Sur la période 1995-2005, il y eu une seconde vague de concentration, dans le domaine des utilitaires moyens et lourds. Les constructeurs de voitures voulurent se concentrer sur leur chœur de métier.
En 1996, Renault fit de Renault Véhicules Industriels une filiale distinct, dans le but de la revendre.
En 1999, Volvo Group fit l'inverse. Il revendit sa branche automobile à Ford, afin de se spécialiser dans les camions.
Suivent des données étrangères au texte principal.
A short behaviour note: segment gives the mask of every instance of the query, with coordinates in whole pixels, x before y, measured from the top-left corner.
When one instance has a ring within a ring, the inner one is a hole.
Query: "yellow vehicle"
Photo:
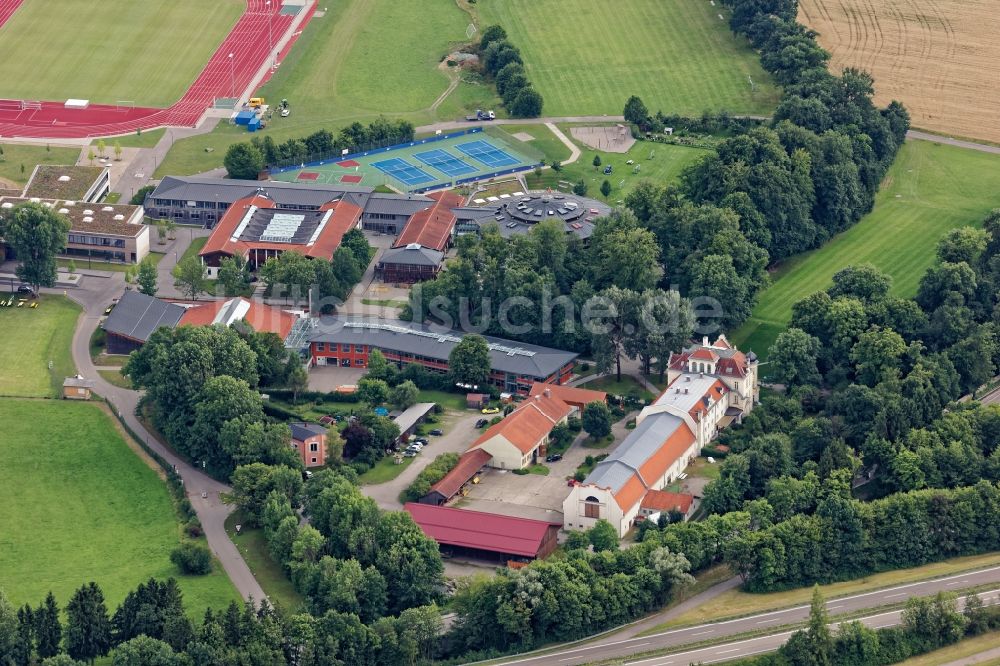
[[[483,414],[499,414],[499,413],[500,413],[499,407],[487,407],[483,410]]]
[[[264,98],[263,97],[251,97],[250,98],[250,106],[252,106],[253,108],[256,109],[257,107],[263,106],[263,105],[264,105]]]

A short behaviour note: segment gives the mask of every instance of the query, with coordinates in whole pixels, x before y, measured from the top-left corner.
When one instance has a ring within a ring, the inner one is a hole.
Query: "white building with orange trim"
[[[666,390],[636,418],[636,427],[563,502],[563,526],[588,529],[601,518],[623,536],[643,499],[675,481],[719,430],[758,400],[757,358],[725,336],[671,355]]]
[[[469,450],[481,449],[493,456],[487,463],[490,467],[522,469],[545,457],[549,433],[560,423],[566,423],[576,411],[545,390],[527,398],[504,420],[490,427]]]

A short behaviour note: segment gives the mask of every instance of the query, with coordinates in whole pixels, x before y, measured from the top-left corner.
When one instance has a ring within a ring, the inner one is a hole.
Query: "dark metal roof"
[[[326,428],[315,423],[289,423],[288,426],[292,429],[292,439],[297,442],[304,442],[310,437],[326,434]]]
[[[406,215],[407,217],[421,211],[433,203],[427,197],[410,194],[373,193],[364,206],[365,213],[382,215]]]
[[[386,250],[380,264],[406,264],[408,266],[440,266],[444,252],[432,250],[423,245],[407,245]]]
[[[369,345],[448,362],[461,331],[406,321],[322,317],[310,342]],[[575,352],[551,349],[484,335],[490,345],[491,365],[497,372],[545,379],[572,362]]]
[[[229,180],[200,176],[167,176],[153,190],[154,199],[221,201],[232,204],[263,190],[278,205],[322,206],[346,193],[369,194],[370,187],[318,185],[260,180]]]
[[[137,291],[126,291],[104,321],[104,330],[130,340],[146,342],[160,326],[173,328],[186,310]]]

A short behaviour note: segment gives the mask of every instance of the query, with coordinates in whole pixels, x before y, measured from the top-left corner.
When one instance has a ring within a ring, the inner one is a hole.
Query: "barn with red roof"
[[[562,523],[416,504],[404,507],[442,552],[493,560],[541,559],[556,549]]]

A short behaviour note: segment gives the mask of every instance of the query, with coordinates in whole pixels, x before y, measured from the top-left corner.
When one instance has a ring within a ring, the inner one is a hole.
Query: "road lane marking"
[[[906,592],[898,592],[896,594],[890,594],[890,595],[886,596],[886,599],[893,599],[895,597],[905,597],[905,596],[906,596]]]
[[[715,629],[709,629],[708,631],[699,631],[697,634],[691,634],[692,636],[704,636],[705,634],[711,634]]]
[[[837,606],[827,606],[827,610],[833,610],[834,608],[843,608],[844,604],[838,604]]]
[[[731,650],[719,650],[715,654],[729,654],[730,652],[736,652],[738,650],[739,650],[739,648],[733,648]]]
Les camions Renault était appréciés en Europe du Sud et dans la Méditerranée. Sans oublier Mack, bien implantés dans les utilitaires moyens, aux USA. Un complément idéal pour Volvo (détenteur du fabricant de semi-remorques White.)
Dans les années 70-80, Volvo et Renault avaient connu une amourette digne d'un soap-opera, avec fiançailles, séparations et réconciliation... Cette fois, les ponts semblaient coupés. Le Suédois voulait revendre ses parts du Français, en échange de RVI. Ce qui fut acté en 2000.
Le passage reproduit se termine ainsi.